Inquiring into the artistic process and its product

Photo by Megan Moore.

As the semester draws to a close, the VAV gallery at Concordia has launched its final exhibit of 2012, one which will surely encourage discussion.

Queer Partnerships, attempts to look at the different shapes human contact and creative collaboration take, while exploring and challenging the artistic conventions of masculinity, singularity and heteronormativity. To this purpose, the exhibit provides an opportunity for the audience to explore both the artistic process and its product.

The Queer Partnerships Collective is a group of students assembled by Concordia professor Erin Silver, in the context of her ART398 class, Significant “Others”: Queer Partnerships in Art & Art-Making.
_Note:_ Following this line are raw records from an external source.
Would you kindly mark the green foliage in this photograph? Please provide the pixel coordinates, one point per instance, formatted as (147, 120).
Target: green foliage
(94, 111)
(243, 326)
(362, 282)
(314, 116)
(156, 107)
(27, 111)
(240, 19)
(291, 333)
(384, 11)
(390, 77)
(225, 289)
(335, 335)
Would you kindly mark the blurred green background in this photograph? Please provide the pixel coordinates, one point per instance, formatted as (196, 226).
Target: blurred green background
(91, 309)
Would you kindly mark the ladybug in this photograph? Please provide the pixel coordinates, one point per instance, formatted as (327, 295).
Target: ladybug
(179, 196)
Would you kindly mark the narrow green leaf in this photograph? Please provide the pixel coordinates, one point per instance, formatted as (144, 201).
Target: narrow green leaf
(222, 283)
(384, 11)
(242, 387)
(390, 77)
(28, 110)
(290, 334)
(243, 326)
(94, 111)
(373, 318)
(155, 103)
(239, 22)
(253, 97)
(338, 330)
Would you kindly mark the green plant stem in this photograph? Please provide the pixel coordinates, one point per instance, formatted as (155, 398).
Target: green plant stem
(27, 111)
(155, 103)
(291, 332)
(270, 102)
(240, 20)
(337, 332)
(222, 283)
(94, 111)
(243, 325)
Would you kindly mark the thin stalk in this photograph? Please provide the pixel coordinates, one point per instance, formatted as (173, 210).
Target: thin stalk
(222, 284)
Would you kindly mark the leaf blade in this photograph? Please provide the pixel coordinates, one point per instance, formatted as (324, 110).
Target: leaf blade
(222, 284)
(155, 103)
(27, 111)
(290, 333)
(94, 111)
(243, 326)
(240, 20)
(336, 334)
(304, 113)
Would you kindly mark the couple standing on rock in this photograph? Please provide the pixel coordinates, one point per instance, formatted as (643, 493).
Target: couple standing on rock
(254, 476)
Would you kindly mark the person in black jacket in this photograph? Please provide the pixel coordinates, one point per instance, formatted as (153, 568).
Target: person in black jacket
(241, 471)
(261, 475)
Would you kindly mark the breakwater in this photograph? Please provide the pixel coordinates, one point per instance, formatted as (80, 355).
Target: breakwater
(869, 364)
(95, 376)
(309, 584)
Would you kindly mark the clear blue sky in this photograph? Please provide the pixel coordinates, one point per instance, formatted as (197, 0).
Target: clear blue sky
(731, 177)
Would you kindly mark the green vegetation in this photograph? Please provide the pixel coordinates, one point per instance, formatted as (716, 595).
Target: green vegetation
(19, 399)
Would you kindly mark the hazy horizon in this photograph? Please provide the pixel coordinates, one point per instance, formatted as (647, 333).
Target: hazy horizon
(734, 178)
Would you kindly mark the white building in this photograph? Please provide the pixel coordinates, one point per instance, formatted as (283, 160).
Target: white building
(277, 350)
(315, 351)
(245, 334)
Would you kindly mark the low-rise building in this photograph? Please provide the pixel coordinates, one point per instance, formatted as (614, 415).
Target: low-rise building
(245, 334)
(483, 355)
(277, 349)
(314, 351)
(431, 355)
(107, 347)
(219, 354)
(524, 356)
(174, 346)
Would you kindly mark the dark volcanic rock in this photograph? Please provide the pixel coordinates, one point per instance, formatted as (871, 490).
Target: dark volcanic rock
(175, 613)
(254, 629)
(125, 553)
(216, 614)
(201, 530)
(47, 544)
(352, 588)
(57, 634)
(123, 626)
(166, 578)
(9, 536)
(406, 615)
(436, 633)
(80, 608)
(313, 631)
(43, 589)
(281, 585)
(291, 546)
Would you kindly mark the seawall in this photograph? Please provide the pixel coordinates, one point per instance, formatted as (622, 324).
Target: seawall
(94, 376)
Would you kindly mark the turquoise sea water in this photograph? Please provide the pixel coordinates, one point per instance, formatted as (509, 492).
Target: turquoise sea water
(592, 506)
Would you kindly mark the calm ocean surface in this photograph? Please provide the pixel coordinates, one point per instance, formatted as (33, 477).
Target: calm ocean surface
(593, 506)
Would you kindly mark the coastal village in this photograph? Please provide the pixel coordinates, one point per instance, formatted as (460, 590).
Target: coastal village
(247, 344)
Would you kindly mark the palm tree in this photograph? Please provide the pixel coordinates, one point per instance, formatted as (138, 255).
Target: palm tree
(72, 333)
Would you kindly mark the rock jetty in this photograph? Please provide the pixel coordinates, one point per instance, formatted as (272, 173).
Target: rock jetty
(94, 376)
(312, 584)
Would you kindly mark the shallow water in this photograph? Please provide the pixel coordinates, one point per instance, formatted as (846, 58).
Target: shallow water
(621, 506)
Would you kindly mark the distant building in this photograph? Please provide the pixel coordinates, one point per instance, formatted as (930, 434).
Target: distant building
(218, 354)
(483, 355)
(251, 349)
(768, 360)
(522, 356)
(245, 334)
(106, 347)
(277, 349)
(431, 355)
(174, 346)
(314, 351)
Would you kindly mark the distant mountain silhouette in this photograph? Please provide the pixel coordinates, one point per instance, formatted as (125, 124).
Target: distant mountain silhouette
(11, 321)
Silver paired the students in her class with an artist mentor from Montreal and Toronto, in order to focus attention on the possibilities of queer artistic collaborations.

Behind the scenes in this exhibit, the curatorial efforts put forth are also reflective of a desire to challenge artistic conventions. Clinton Glenn, the exhibit’s curator, is using Queer Partnerships as an experiment for his curatorial statement. Glenn explained that the point of the way he curated this exhibit was to challenge the traditional gallery approach by “destroying the narrative sequence that’s usually present in exhibits.”

He plans on scheduling a set number of interventions, affecting the setup of the exhibit and allowing him to analyze how people interact with gallery space.

Queer Partnerships is an exhibit that’s expecting a lot of exposure. Its participation in the World Aids Day this past weekend has earned it a lot of attention, both on and off campus. In light of the artists’ engagement in the queer subject matter, this exhibit is, if anything, a great example of how you can use art to advocate knowledge and opinions on given social issues. These pieces are very personal, some even including memorabilia from coming-out stories.

Overall, the exhibit has something raw to it that’s very compelling. It says a lot for just how close transparency can bring you to an artist and how it can advocate their overall message, but there’s nothing sleek or finished about it’s showcasing. You’re simply left with the impression that you are peeking into someone’s innermost thoughts, fears and advocacies, their perpetual work in progress.